Those four screws hold a flange to the inside of the cowel. Attached to that is a rubber boot that connects on the other end to the opening of the Fresh Aire Heater. The heater intake should almost protrude through the kick panel, so the boot is behind the kick panel. It does on my 51 but the heater is mounted closer to the cowel in the 51.
In the Bonus Built trucks, instead of the louvered panel on the cowel, the boot connected to a large duct that turned 90 degrees just under the back inside of the passengers side fender and ran inside the fender all the way up to the front of the truck, mounting in the upper front fender to an opening above the headlight/grille.
Since I put the full front tilt on the truck, I had to elliminate the duct. I wish I had one of the louvered panels. But, what I am in the process of doing instead, is grafting on a fender fresh air vent door and duct from the passenger side of a 49 Studebaker. I have a linkage arrangement modified to open the outer door when the cable moves the "inside air/outside air" door on the heater to the "outside air" position. It's another one of my way cool little inventions. I'll send pictures when I'm done.

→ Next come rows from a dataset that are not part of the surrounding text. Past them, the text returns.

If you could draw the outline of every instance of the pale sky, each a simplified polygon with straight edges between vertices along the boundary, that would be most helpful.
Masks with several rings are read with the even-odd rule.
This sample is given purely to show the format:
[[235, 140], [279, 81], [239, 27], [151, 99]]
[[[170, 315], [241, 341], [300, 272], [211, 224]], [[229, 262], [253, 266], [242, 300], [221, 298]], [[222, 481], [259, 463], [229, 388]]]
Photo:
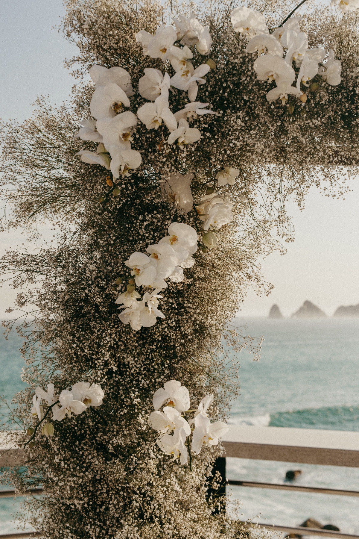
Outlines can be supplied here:
[[[51, 30], [64, 13], [60, 0], [0, 2], [0, 117], [21, 121], [31, 115], [39, 94], [53, 103], [67, 99], [75, 80], [62, 60], [76, 49]], [[353, 182], [344, 201], [313, 189], [304, 211], [290, 207], [295, 240], [287, 245], [286, 255], [273, 254], [262, 264], [275, 288], [269, 297], [250, 290], [240, 316], [266, 316], [274, 303], [290, 316], [307, 299], [329, 315], [339, 305], [359, 303], [358, 184]], [[50, 238], [50, 231], [45, 234]], [[20, 232], [0, 234], [0, 253], [24, 241]], [[8, 287], [0, 289], [0, 319], [14, 298]]]

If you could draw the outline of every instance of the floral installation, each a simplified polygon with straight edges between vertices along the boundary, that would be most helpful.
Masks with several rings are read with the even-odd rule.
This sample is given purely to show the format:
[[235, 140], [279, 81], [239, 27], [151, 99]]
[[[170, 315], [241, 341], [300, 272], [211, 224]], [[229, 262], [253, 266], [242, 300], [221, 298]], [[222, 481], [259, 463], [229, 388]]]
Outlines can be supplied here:
[[358, 3], [65, 7], [71, 101], [1, 124], [2, 229], [54, 236], [0, 261], [27, 384], [2, 481], [43, 489], [19, 516], [41, 537], [247, 537], [212, 473], [238, 355], [260, 354], [231, 321], [272, 288], [288, 201], [359, 172]]

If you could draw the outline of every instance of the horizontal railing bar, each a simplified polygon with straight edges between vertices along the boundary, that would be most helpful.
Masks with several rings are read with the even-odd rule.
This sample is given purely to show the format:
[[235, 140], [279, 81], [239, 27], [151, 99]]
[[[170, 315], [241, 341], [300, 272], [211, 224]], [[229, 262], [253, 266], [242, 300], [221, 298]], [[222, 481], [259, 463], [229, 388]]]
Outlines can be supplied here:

If you have a fresh air heater the duct on the right side of the heater will align with the duct that the four screws hold behind the louvered cowl area. It sounds as if you are missing this piece or have the flat "plate" version used with the recirculating heater (much more common).

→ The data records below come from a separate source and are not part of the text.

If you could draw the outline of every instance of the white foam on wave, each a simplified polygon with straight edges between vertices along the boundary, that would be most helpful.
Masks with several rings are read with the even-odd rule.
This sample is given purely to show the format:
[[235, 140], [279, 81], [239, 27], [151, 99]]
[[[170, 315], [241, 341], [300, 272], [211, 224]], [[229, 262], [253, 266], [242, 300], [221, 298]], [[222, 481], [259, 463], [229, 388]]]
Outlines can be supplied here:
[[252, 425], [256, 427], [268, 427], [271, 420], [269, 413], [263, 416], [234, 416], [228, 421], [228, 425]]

if you have the fresh air heater you will four ***** instead of two. i think.......
Yes that is correct - and significant. In the standard set up, the two ***** control the "heater/defroster" selector door; and the other the blower motor switch. All the air passing through this unit is heated before being expelled (either down toward the floor of up to the defrost ducts).
On the Magic Aire, the two additional ***** are cables (same as the heater/defrost selector) that go to two extra doors. One door opens and closes the chamber with the heater core (or bypasses it) for "Temperature" selection (hot or cold) and the forth **** opens and closes the door at the intake which selects the source of the incoming air - either from inside the truck, or fresh air from outside the truck (on the 56 from the louvered panel and through the short flanges/ducts). The four ***** on the Fresh Aire Heater should be labeled: "Blower;" "Temp;" "Air;" and "Defrost." On this heater system you can actually draw in cool fresh air from outside without heating, it to circulate in the cab.

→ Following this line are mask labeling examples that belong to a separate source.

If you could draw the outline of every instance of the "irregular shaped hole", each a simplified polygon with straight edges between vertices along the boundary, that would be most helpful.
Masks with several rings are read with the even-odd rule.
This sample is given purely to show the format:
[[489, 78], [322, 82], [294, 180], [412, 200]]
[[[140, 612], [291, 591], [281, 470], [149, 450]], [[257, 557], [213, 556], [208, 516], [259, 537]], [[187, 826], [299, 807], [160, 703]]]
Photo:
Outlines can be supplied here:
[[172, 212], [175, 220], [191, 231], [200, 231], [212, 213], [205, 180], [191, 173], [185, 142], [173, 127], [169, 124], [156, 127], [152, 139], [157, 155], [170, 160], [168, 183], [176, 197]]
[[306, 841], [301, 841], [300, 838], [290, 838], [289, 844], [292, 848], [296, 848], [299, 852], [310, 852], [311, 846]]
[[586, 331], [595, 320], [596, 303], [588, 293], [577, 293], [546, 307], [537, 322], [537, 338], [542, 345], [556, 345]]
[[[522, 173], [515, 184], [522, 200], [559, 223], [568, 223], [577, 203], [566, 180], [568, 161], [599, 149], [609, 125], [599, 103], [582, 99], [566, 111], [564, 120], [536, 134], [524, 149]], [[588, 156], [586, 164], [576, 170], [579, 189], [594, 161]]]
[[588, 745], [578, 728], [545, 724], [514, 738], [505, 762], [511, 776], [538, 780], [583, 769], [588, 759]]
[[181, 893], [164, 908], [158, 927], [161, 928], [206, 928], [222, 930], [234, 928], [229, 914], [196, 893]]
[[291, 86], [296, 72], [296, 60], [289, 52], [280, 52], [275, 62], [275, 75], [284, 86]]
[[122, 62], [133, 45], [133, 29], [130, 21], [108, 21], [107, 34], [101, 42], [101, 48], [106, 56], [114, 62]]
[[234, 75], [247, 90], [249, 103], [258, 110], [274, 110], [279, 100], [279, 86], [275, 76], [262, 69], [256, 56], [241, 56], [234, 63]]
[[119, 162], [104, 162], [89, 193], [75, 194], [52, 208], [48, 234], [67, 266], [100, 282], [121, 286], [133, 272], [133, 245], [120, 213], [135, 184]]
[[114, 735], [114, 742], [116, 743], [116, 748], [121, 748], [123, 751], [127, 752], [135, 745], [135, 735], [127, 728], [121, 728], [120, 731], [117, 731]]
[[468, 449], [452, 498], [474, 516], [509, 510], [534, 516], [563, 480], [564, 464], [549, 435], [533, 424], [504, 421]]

Ah but, color me confused! And to confirm this, I just had to take a hike down the road to my truck in my house coat, not a pretty sight! My Canadian production (where it snows sometimes) 51 f1 has the Magic Aire with 4 controls (complete unit for sale) but my truck is not a deluxe cab, one door lock, no armrests, no windshield trim, but two wiper arms. What gives?
Question? (important to me) do aftermarket AC/heat units just get their air from inside the cab and reticulate it? Might be a good idea to keep the vent part functional I guess?
The A/C needs to have asource for fresh air. If you look at all the A/C systems, they have a fresh air source. This why it is called air conditioning, not just stale air cooling. Your A/C set up may not use this louvered port, but it should still have fresh air source. The louvers are indeed for the fresh air systems, and are blocked on recirculating heater systems. Just because you have a standard cab truck, doesn't mean that the original purchaser didn't get it added at the dealer ( a lot of the options were added at the dealership during the prep and detail stage). My 53 F-750 is a standard, not deluxe cab, but it has the fresh air heater, and it also has epectric wipers, and it also had the interior paneling around the rear window, and kick panels. Options were exactly that, any vehiclke could be optioned, the deluxe cabs came with some options as standard.